しかし、誤訳や訳抜け、表現や用語の不統一は、誰でも客観的に判断できる品質のエラーと判断され、翻訳の品質を下げることになります。例えば、取扱説明書、契約書、特許、プレスリリースなど、企業活動において重要な文書の翻訳の場合は、表現や用語が統一されていることが重要です。

翻訳作業は、複数人で担当することも多く、文書を部分的に更新・追加することもあり、用語の統一は、想像以上に労力を必要とするためエラーのリスクは最小限に抑えることが大切です。
そこで役立つものが、特定の分野で使用される単語や用語をまとめた「用語集」です。

翻訳用の用語集には、業界用語、専門用語、略語などの特殊な用語、決まった表記にしたい用語を記載します。

「用語集」があれば、複数人で翻訳作業を行う場合でも、訳文に統一感が生まれて読みやすくなるでしょう。

文書の信頼性向上
「用語集」は固有名詞を統一することで、アクシデントを未然に防ぐ役割があります。例えば、誤った名称を使ってしまうと、ユーザーエクスペリエンス、企業への信頼度、セキュリティなどの低下に繋がるリスクがあります。

最近は、グーグル翻訳をはじめとするAI翻訳が増えてきましたが、製品名など固有名詞の翻訳に弱点を持っています。

「用語集」を備えておけば、AI翻訳を活用しても自動翻訳の精度を高めることができるでしょう。

用語集作成のメリット
用語集を作成するメリットは、前述した翻訳物の質の向上や用語の統一の他に、翻訳にかかる時間と費用の削減につながる、という点が挙げられます。

用語集が存在しない場合、確認作業、検証作業、修正作業などのコストがかかってしまいます。しかし、用語集があれば企業の内だけで使用されている特定の用語も翻訳者が対応しやすくなり、翻訳の効率化が実現できます。

用語集作成のポイント

用語集作成する際は、まずは用語集に記載する用語選びから始めましょう。

文書の使用目的や分野によっても表記は変わりますので、分野を指定することが重要で、原則として用語集にある言葉は、その通りに翻訳することがルールです。

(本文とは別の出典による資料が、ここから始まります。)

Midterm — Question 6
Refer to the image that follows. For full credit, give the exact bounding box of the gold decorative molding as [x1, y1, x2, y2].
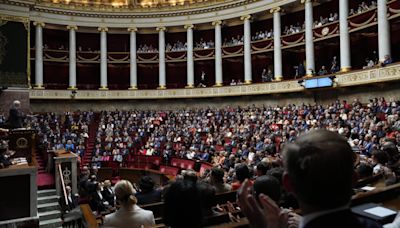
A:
[97, 27, 108, 32]
[212, 20, 222, 26]
[244, 80, 252, 84]
[29, 64, 400, 100]
[0, 15, 29, 24]
[67, 25, 78, 30]
[184, 24, 194, 30]
[340, 67, 351, 73]
[270, 7, 282, 14]
[156, 26, 166, 32]
[127, 27, 138, 32]
[33, 21, 45, 27]
[240, 15, 251, 21]
[301, 0, 314, 4]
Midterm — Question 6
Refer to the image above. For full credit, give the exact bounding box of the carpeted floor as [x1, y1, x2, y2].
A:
[37, 173, 55, 190]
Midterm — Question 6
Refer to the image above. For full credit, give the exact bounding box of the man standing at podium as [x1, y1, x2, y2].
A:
[8, 100, 25, 129]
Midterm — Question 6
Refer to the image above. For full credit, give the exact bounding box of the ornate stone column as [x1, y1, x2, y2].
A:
[157, 27, 167, 89]
[302, 0, 315, 76]
[339, 0, 351, 72]
[34, 22, 45, 89]
[241, 15, 252, 84]
[128, 28, 138, 90]
[67, 25, 78, 89]
[378, 0, 391, 61]
[271, 7, 283, 81]
[98, 27, 108, 90]
[213, 20, 223, 86]
[185, 24, 195, 88]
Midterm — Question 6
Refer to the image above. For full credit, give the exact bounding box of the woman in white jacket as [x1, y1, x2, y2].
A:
[103, 180, 155, 228]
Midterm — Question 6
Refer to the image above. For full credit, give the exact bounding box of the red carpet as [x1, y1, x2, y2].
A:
[37, 173, 55, 190]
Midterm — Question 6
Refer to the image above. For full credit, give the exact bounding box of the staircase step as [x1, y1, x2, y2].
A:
[38, 210, 61, 221]
[38, 195, 59, 204]
[39, 218, 62, 228]
[38, 189, 57, 197]
[38, 202, 59, 213]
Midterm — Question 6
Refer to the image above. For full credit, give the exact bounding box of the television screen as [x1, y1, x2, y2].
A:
[304, 77, 333, 89]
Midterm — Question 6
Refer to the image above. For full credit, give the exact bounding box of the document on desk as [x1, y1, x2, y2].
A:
[364, 206, 397, 218]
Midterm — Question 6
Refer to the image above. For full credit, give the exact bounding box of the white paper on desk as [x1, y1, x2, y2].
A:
[361, 186, 376, 191]
[364, 206, 397, 218]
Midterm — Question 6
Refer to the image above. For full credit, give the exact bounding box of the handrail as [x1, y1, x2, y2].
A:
[58, 163, 69, 208]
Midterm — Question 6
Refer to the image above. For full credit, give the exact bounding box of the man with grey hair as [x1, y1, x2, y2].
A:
[8, 100, 25, 129]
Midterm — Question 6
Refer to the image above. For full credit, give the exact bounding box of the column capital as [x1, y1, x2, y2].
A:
[128, 27, 138, 32]
[156, 26, 166, 32]
[212, 20, 222, 26]
[67, 25, 78, 30]
[301, 0, 315, 4]
[240, 15, 251, 21]
[98, 27, 108, 32]
[184, 24, 194, 30]
[33, 21, 45, 27]
[270, 7, 282, 13]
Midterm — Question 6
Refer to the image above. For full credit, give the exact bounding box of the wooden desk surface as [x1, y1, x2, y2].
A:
[54, 150, 76, 159]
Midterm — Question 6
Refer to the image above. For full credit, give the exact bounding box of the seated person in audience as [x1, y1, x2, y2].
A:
[231, 163, 250, 191]
[363, 58, 375, 69]
[65, 139, 75, 152]
[0, 140, 13, 168]
[135, 176, 162, 205]
[164, 180, 209, 228]
[252, 175, 301, 228]
[102, 180, 115, 207]
[382, 54, 393, 66]
[209, 167, 232, 194]
[261, 68, 268, 82]
[103, 180, 155, 228]
[318, 65, 328, 76]
[90, 182, 109, 213]
[59, 185, 79, 214]
[230, 79, 237, 86]
[238, 129, 383, 228]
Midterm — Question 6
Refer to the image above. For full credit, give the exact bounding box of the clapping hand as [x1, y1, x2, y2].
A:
[237, 179, 288, 228]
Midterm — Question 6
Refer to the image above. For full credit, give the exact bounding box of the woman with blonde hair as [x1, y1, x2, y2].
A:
[103, 180, 155, 228]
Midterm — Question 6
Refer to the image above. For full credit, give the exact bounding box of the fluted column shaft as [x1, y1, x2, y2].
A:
[213, 21, 223, 86]
[157, 27, 166, 89]
[185, 25, 194, 87]
[271, 8, 283, 81]
[99, 27, 108, 89]
[34, 22, 45, 88]
[128, 28, 138, 89]
[304, 0, 315, 75]
[378, 0, 391, 61]
[339, 0, 351, 71]
[68, 25, 77, 89]
[241, 15, 252, 84]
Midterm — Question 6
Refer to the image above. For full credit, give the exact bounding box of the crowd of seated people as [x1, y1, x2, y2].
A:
[137, 44, 158, 53]
[26, 111, 93, 162]
[349, 1, 377, 16]
[223, 35, 243, 47]
[166, 41, 187, 52]
[91, 97, 400, 189]
[195, 38, 215, 50]
[44, 95, 400, 227]
[252, 29, 274, 41]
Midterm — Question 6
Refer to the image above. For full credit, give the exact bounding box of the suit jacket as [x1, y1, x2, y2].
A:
[103, 205, 155, 228]
[135, 189, 162, 205]
[59, 194, 79, 213]
[8, 108, 24, 129]
[102, 188, 115, 207]
[90, 191, 107, 212]
[304, 209, 383, 228]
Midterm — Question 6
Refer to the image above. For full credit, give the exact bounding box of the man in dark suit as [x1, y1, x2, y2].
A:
[239, 129, 383, 228]
[59, 186, 79, 213]
[8, 100, 25, 129]
[135, 176, 162, 205]
[101, 180, 115, 207]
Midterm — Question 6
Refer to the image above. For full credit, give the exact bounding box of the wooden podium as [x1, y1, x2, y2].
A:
[8, 129, 36, 164]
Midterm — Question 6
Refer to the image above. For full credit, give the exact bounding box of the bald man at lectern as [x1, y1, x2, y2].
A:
[8, 100, 25, 129]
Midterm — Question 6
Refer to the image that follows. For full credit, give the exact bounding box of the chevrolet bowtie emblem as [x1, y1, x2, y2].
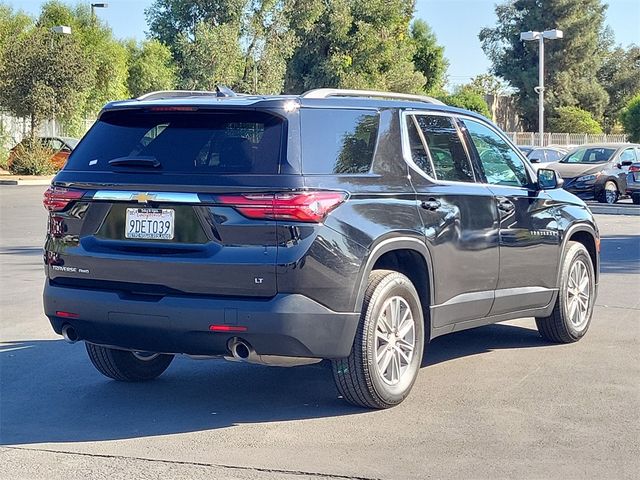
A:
[132, 192, 156, 203]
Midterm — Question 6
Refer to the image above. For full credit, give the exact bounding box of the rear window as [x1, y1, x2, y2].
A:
[301, 109, 379, 174]
[65, 110, 284, 174]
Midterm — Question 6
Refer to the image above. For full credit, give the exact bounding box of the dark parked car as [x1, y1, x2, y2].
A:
[549, 143, 639, 204]
[624, 154, 640, 204]
[43, 88, 600, 409]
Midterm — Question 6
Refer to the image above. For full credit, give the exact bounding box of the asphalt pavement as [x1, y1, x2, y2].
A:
[1, 186, 639, 479]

1つの事柄に対して1つの訳語にすることで、用語表記を統一することが可能になります。同一の内容の訳語が重複しないように、Excelを使って確認できるようにしておきましょう。

標準表記の規則を決定する
分野と目的が決定したら、用語の標準表記をどんどんと登録していきます。

分野によっては業界団体の対訳集が販売されていることもありますので、参考にすると良いでしょう。すでに翻訳済みのファイルから重要な用語をピックアップする方法もあります。

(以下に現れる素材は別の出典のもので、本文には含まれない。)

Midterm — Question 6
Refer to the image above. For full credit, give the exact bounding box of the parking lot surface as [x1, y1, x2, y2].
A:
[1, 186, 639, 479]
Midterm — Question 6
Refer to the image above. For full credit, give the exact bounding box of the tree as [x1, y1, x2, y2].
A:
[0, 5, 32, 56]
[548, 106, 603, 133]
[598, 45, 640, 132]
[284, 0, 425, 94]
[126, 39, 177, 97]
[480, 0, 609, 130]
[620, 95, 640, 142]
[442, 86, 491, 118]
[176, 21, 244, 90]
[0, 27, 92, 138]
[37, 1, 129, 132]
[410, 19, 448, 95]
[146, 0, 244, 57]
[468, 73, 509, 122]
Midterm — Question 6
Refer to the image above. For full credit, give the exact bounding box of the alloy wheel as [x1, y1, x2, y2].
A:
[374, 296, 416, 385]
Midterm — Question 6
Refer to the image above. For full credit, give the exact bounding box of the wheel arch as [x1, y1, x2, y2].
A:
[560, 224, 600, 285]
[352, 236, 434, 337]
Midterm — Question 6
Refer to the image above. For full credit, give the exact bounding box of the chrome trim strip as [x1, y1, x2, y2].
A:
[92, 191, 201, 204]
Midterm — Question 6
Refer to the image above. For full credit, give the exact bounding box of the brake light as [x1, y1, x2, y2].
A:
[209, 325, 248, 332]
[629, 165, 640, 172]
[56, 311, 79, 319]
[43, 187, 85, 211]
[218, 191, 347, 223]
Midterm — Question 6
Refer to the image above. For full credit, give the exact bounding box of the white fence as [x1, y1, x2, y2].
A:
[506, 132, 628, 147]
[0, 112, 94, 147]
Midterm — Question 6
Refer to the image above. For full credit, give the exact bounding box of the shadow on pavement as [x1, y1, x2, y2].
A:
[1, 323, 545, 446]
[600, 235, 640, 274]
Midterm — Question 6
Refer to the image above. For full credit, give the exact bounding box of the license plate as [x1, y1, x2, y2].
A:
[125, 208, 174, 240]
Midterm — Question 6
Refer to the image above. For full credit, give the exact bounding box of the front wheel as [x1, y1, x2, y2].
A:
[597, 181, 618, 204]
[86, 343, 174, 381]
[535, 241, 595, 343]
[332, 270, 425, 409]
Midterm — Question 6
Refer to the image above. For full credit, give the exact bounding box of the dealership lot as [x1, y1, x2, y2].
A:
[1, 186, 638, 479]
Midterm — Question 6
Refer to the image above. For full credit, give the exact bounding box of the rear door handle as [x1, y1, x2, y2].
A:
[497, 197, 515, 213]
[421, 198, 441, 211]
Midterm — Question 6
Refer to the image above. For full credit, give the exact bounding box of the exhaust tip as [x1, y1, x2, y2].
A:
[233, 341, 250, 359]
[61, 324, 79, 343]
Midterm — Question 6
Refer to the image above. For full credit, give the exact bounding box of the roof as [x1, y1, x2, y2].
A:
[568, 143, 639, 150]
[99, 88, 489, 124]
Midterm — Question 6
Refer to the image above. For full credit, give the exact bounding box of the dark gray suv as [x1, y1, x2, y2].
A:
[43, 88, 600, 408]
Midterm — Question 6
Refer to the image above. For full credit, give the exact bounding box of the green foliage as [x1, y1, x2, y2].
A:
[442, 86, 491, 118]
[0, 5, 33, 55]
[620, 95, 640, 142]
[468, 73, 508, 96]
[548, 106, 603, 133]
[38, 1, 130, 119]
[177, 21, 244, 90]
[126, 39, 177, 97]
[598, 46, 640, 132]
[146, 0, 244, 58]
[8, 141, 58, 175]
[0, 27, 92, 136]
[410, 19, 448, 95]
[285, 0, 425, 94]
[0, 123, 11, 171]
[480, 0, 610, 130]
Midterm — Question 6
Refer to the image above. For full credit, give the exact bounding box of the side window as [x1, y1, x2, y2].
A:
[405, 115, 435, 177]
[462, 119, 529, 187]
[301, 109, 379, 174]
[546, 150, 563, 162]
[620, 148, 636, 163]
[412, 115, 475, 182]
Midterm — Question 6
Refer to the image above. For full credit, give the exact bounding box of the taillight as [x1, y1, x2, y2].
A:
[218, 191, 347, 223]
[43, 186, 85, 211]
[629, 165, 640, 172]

用語は標準表記の規則が決まっていないと、表記の統一ができなくなるので注意してください。カタカナ表記で長音符を付ける・付けないなど、標準表記の規則を決めることが大切です。

動詞は登録しない
動詞の訳語を限定すると、語のつながりが不自然になることがあるため、動詞は登録しない方が無難です。

原文は動詞でも必ずしも動詞で訳されるわけではないので、表記を指定すると、逆に翻訳品質が下がってしまう可能性があります。

補足の説明をつける
単一の原文では、複数の訳語を使い分けるケースがあるため、ルールを決めておく必要があります。例えば、金融業界向けのソフトウェアマニュアルでは、defaultの訳語として、状況に応じて「規定値」「初期設定」「デフォルト(債務不履行)」などが挙げられます。

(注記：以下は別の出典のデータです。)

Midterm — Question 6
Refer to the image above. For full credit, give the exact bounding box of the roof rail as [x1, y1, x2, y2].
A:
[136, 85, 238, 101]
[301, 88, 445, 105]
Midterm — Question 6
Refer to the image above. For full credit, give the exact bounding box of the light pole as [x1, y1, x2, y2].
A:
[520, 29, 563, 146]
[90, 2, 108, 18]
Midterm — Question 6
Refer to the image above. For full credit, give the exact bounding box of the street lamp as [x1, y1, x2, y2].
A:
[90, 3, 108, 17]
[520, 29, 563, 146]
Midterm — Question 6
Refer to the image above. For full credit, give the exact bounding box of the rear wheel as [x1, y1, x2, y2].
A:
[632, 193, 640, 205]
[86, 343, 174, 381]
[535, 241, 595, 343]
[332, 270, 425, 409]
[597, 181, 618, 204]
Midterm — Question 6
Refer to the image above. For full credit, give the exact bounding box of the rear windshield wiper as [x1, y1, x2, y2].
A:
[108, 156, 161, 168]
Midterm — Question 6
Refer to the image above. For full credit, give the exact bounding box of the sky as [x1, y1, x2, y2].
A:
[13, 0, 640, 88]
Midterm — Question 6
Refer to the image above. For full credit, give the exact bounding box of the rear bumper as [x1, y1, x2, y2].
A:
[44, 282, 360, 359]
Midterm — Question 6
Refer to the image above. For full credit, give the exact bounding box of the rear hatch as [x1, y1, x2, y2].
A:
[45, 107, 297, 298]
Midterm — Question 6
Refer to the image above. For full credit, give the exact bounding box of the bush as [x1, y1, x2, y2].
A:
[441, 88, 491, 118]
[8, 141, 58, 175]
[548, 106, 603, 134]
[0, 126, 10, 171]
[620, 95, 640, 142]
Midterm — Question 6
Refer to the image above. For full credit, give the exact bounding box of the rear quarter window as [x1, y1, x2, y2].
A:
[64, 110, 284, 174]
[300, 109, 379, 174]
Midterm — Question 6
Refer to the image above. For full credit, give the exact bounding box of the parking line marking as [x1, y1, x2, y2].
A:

同じ用語をケースによってどう訳すのか、ルールを決めなければなりません。そのため、用語集には備考やメモ欄に、補足の説明を付け加えておくことも大切です。「どんな時に、どんなケースでは、原文用語をどう訳すのか」を定義し、用語集には、解説やケース別の用例を追加情報として記載すると効率的です。

先程も述べたように、翻訳作業は、1つの文書を複数人で作業したり、翻訳した後に部分的に更新・追加したりすることもあります。

明確な規定がないと、訳語の違いが発生してしまうため、用語集があればリスクを最小限に抑えることができるのです。

定期的な更新する
用語集は最新の状態を維持できるように、定期的に更新することも大切です。用語集を更新するタイミングは明確にして、常に最新の状態を保つようにしましょう。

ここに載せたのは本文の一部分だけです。